Yes, we can. The tools for it are more awkward though. It's easy to run into tricky edge cases and hard to code your way out of them correctly.
Let's play with an example to see how good we can make things. Here's what we will do:
- We will start one parent process that will
fork()
a single child process - The child will push three messages onto a RabbitMQ queue and
exit()
- The parent will listen for three messages to arrive, then
exit()
Here's a somewhat sloppy first attempt at solving this:
#!/usr/bin/env ruby
require "benchmark"
require "bunny"
QUEUE_NAME = "example"
MESSAGES = %w[first second third]
def send_messages(*messages)
connection = Bunny.new.tap(&:start)
exchange = connection.create_channel.default_exchange
messages.each do |message|
exchange.publish(message, routing_key: QUEUE_NAME)
end
connection.close
end
def listen_for_messages(received_messages)

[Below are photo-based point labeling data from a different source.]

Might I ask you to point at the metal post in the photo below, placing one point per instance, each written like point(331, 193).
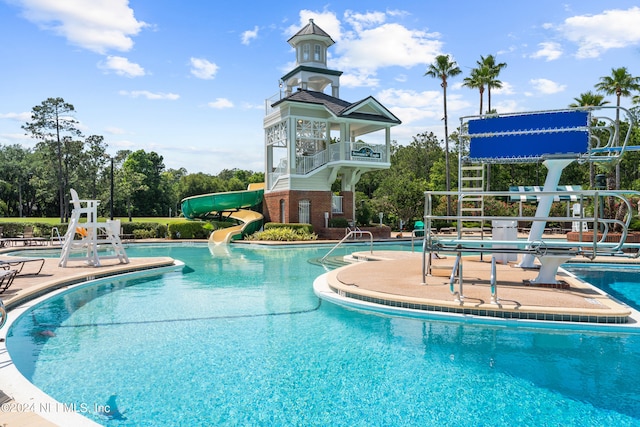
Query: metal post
point(111, 198)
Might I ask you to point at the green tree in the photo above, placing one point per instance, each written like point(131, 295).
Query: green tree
point(620, 83)
point(93, 165)
point(149, 199)
point(52, 123)
point(16, 171)
point(444, 68)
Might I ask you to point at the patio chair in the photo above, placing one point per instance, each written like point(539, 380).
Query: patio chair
point(19, 264)
point(6, 279)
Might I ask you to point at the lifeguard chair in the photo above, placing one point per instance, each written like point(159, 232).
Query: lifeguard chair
point(86, 237)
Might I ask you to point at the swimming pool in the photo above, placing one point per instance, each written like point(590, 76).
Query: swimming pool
point(241, 339)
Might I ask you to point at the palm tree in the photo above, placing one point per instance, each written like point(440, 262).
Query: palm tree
point(620, 83)
point(494, 68)
point(478, 79)
point(443, 68)
point(589, 99)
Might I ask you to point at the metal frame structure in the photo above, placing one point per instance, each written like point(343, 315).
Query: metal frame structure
point(557, 138)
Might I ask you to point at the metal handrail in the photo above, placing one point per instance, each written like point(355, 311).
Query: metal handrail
point(3, 314)
point(349, 234)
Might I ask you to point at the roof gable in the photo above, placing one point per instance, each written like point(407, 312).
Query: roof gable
point(366, 109)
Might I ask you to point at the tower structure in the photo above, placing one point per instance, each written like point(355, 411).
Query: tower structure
point(313, 139)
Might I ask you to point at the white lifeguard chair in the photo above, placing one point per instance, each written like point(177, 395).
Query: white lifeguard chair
point(578, 212)
point(85, 237)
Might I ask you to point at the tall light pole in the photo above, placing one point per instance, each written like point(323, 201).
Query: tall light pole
point(111, 198)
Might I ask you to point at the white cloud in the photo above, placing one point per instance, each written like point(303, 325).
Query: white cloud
point(220, 103)
point(506, 89)
point(149, 95)
point(595, 34)
point(364, 20)
point(121, 66)
point(548, 50)
point(249, 35)
point(387, 45)
point(546, 87)
point(203, 69)
point(97, 25)
point(115, 130)
point(19, 117)
point(411, 106)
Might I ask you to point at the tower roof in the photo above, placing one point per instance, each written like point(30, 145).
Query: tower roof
point(311, 29)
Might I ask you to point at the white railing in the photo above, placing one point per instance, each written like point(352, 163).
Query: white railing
point(306, 164)
point(336, 204)
point(354, 151)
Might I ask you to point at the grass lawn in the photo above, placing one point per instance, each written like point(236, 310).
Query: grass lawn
point(56, 221)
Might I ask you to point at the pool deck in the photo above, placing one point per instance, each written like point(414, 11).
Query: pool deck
point(386, 276)
point(395, 280)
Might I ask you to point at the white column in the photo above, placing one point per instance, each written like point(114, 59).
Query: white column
point(555, 167)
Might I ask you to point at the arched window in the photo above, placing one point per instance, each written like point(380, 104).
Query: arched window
point(282, 216)
point(304, 211)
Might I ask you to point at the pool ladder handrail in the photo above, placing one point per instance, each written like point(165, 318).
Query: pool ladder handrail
point(3, 314)
point(55, 233)
point(349, 234)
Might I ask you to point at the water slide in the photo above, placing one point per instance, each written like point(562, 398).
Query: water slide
point(234, 204)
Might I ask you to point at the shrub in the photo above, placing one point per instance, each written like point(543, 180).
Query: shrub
point(307, 228)
point(283, 234)
point(188, 230)
point(148, 230)
point(339, 222)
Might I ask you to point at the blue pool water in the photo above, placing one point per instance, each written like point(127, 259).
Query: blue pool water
point(241, 339)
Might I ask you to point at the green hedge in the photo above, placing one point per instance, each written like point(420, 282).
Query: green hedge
point(190, 230)
point(144, 230)
point(40, 229)
point(338, 223)
point(307, 228)
point(284, 234)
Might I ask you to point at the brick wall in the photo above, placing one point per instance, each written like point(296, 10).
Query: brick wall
point(320, 202)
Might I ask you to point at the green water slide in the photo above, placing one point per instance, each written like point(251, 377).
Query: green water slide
point(201, 206)
point(234, 202)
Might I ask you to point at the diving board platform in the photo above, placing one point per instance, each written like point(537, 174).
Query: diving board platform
point(556, 138)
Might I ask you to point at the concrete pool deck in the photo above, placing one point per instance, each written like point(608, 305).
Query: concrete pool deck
point(392, 276)
point(395, 280)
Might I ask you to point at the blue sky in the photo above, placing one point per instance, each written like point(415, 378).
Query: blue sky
point(189, 79)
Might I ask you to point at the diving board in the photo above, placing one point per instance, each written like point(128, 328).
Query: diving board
point(527, 193)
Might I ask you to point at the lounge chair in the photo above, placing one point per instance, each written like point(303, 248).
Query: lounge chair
point(6, 279)
point(19, 264)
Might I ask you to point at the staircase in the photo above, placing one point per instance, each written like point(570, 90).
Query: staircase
point(471, 182)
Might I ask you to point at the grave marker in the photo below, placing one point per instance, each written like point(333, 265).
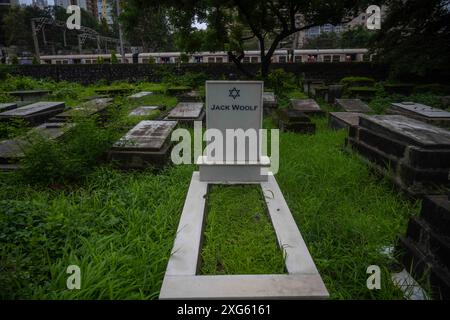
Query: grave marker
point(35, 113)
point(147, 144)
point(230, 106)
point(187, 112)
point(414, 154)
point(353, 105)
point(143, 111)
point(140, 95)
point(343, 120)
point(421, 112)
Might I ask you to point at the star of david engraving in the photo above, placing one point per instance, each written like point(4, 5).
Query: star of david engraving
point(234, 93)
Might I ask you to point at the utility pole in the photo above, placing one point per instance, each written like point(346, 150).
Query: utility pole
point(122, 52)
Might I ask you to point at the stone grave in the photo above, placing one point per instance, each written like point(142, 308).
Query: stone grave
point(140, 95)
point(143, 111)
point(425, 250)
point(343, 120)
point(414, 154)
point(12, 151)
point(190, 96)
point(35, 113)
point(7, 106)
point(270, 102)
point(307, 106)
point(187, 112)
point(421, 112)
point(235, 105)
point(147, 144)
point(353, 105)
point(27, 95)
point(294, 120)
point(94, 107)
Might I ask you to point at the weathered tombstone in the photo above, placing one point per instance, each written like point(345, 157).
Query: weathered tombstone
point(7, 106)
point(12, 151)
point(233, 106)
point(29, 94)
point(334, 92)
point(421, 112)
point(270, 102)
point(35, 113)
point(143, 111)
point(343, 120)
point(414, 154)
point(187, 112)
point(294, 120)
point(191, 96)
point(307, 106)
point(147, 144)
point(425, 250)
point(111, 92)
point(140, 95)
point(353, 105)
point(87, 109)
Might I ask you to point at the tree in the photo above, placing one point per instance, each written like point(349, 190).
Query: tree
point(415, 36)
point(233, 22)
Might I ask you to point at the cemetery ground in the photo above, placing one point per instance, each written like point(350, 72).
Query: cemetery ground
point(67, 206)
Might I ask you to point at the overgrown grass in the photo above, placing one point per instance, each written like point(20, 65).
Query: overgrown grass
point(119, 226)
point(239, 237)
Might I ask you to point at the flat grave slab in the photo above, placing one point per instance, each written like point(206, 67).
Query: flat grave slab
point(190, 96)
point(113, 91)
point(414, 154)
point(29, 94)
point(308, 106)
point(35, 113)
point(143, 111)
point(187, 112)
point(296, 121)
point(147, 144)
point(87, 109)
point(12, 151)
point(426, 247)
point(421, 112)
point(343, 120)
point(353, 105)
point(7, 106)
point(140, 95)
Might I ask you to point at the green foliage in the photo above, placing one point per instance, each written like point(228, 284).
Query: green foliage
point(49, 162)
point(358, 82)
point(281, 82)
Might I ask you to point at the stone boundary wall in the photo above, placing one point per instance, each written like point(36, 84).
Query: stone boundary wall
point(90, 73)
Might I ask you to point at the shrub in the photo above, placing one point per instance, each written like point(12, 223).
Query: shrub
point(49, 162)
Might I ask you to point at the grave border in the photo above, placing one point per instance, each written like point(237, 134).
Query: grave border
point(181, 280)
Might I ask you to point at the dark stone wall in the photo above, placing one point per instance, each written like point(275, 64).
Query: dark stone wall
point(90, 73)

connection = Bunny.new.tap(&:start)
queue = connection.create_channel.queue(QUEUE_NAME, auto_delete: true)
queue.subscribe do |delivery_info, metadata, payload|
received_messages << payload
end
time_it("Received #{MESSAGES.size} messages") do
yield
end
connection.close
end
def time_it(name)
elapsed = Benchmark.realtime do
yield
end
puts "%s: %.2fs" % [name, elapsed]
end
def wait_for_messages(received_messages)
until received_messages == MESSAGES
sleep 0.1 # don't peg the CPU while we wait
end
end
def send_and_receive
pid = fork do
sleep 3 # make sure we're receiving before they are sent
send_messages(*MESSAGES)
end
Process.detach(pid)
received_messages = [ ]
listen_for_messages(received_messages) do
wait_for_messages(received_messages)
end
end
send_and_receive
Let's talk about each piece of this code real quick. You can mostly ignore the first two methods, send_messages()
and listen_for_messages()
. These are just wrappers over RabbitMQ's publish and subscribe process. The only tricky bit is that listen_for_messages()
does a yield
after subscribing to the queue. The reason for this is that subscribing just spins up a separate Thread
which will call the passed block as messages arrive. That's happening in the background, which means the main Thread
needs to find some way to wait until we have received the expected messages. The yield
gives us a place to insert this waiting code.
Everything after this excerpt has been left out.